Washington, D.C.’s Industry Gallery is premiering four prototypes from a news series of concrete furniture by Dutch designer Tejo Remy, a founding designer at Droog, and René Veenhuizen, his design partner of the past decade. The occasion is Hands On, the first solo U.S. exhibition for Atelier Remy & Veenhuizen. Opening on March 20 (6 to 8 p.m.) and running through May 8, the exhibition focuses on the work, largely unknown in the U.S., produced by the designers during the past decade; it will feature a dozen items created from concrete, bamboo, tennis balls, Accoya and old woolen blankets. 
 
The exhibition introduces four prototypes – two chairs, a bench and a stool – for a series of furniture that appears to be made of inflated fabric, but actually is made from poured concrete.  Remy and Veenhuizen cast each prototype as a single piece in individual molds created from waterproof PVC or plastic sheeting.
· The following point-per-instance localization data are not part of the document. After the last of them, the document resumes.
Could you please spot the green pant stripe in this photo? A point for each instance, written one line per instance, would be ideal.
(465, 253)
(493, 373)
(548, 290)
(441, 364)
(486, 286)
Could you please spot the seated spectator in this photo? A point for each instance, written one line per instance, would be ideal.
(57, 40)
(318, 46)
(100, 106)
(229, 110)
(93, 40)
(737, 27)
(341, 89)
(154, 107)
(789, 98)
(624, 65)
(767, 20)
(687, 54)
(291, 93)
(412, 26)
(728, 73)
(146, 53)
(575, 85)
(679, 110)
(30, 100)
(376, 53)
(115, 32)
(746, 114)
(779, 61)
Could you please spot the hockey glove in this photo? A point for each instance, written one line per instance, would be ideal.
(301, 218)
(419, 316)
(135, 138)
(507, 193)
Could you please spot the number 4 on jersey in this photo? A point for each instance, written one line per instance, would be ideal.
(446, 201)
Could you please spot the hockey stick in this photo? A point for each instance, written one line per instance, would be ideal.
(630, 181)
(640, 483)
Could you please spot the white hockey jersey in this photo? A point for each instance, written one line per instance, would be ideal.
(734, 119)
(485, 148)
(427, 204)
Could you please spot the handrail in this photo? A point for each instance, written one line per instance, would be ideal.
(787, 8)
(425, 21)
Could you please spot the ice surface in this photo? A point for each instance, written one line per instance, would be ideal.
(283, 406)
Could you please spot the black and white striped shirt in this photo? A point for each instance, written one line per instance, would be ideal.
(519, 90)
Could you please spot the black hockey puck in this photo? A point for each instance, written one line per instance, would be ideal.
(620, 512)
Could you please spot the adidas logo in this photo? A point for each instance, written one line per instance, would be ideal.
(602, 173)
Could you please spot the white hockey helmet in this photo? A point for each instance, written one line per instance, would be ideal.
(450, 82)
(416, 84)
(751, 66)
Once assembled, the molds are placed upside down and concrete is poured into the feet. The legs are steel reinforced and the concrete itself contains small metal fibers that add stability. Within two days. the works are solid enough for the mold to be cut off; and, within two weeks, the furniture is completely dry.
 
The concrete furniture prototypes stem from the designers’ aesthetic that advocates using mundane material. The new works follow a lineage established in 1991 when Tejo Remy created Rag Chair, Chest of Drawers (You Can’t Lay Down Your Memories), and Milk Bottle Lamp, which reused and repurposed basic, discarded and underappreciated materials.  Those three works, staples at Droog since 1993, are included in major public and private international collections.
 
“We wanted to create landscape elements that were tactile and soft, even though they were made from concrete, says Veenhuizen. “The original idea was to work with big rubber molds to create a soft appearance.” Adds Remy, “We reduced the size of the works to make them more manageable. Then, as we experimented with the concrete, we became interested in the amount of pressure the concrete put on the molds, and how the end result made that pressure permanently visible.”
 
“These new prototypes reflect the ingenuity, curiosity and inventive use of materials that are hallmarks of Tejo and René’s design ethos,” says Industry Gallery owner Craig Appelbaum.